Each went public at the pinnacle of their respective industries. And while early investors and owners made a fortune, both stocks proved to be disastrous investments for everyday investors.
And there’s good reason to believe the same fate awaits Fitbit…
To its credit, Fitbit pioneered the connected health and fitness market back in 2007. Much like Groupon pioneered the daily deals market.
That’s crucial, because as a first-mover in the industry, Fitbit has enjoyed unparalleled success, selling over 20 million devices to date.
But as markets mature and time passes, competition always heats up.
And increased competition is precisely what promises to undermine an investment in Fitbit.
Especially since Fitbit sells a commodity product. I mean, its devices are nothing more than sensors and software.

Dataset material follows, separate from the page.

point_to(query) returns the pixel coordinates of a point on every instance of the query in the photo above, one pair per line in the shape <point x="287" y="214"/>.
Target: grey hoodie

China’s Xiaomi realized this, and immediately pounced on the opportunity. Over the last year, it’s flooded the market with its $15 Mi Band. (By contrast, Fitbit’s fitness trackers are priced between $59 and $249.)
Sure enough, Xiaomi snatched a staggering 25% of the wearables market in the first quarter of 2015.
As a result, Fitbit’s market share has already fallen from 44.7% at the end of 2014 to 34% today. And further declines are all but guaranteed, as new entrants gain more market traction.
It’s not simply about competition from lower-cost devices, either…
Breaking up the Band
The risk of further market share erosion is far greater, because Fitbit’s entire product line could be consolidated as a feature in another product. Much like Garmin’s (GRMN) standalone GPS units were essentially consolidated into smartphones.
As Forrester Research technology analyst Julie Ask points out, “Nobody knows yet if these fitness wearables are sustainable or go the way of low-end digital cameras.”
But the data doesn’t bode well for Fitbit.
Very few people end up purchasing a second device. What’s more, nearly 50% of users end up abandoning their device in the first year.
If history is any guide, there’s a greater chance of fitness tracking becoming a feature within a larger product than remaining a standalone one. In that regard, the Apple Watch looms as the biggest threat to Fitbit.
Bottom line: Don’t believe the hype. Fitbit is coming to market at the best possible time for its existing shareholders, not future ones.
The fact that insiders suddenly decided to sell more shares – 35% of the offering, compared to 25% previously – only reinforces my conviction. They’re cashing out while they can. Don’t be their bag holder.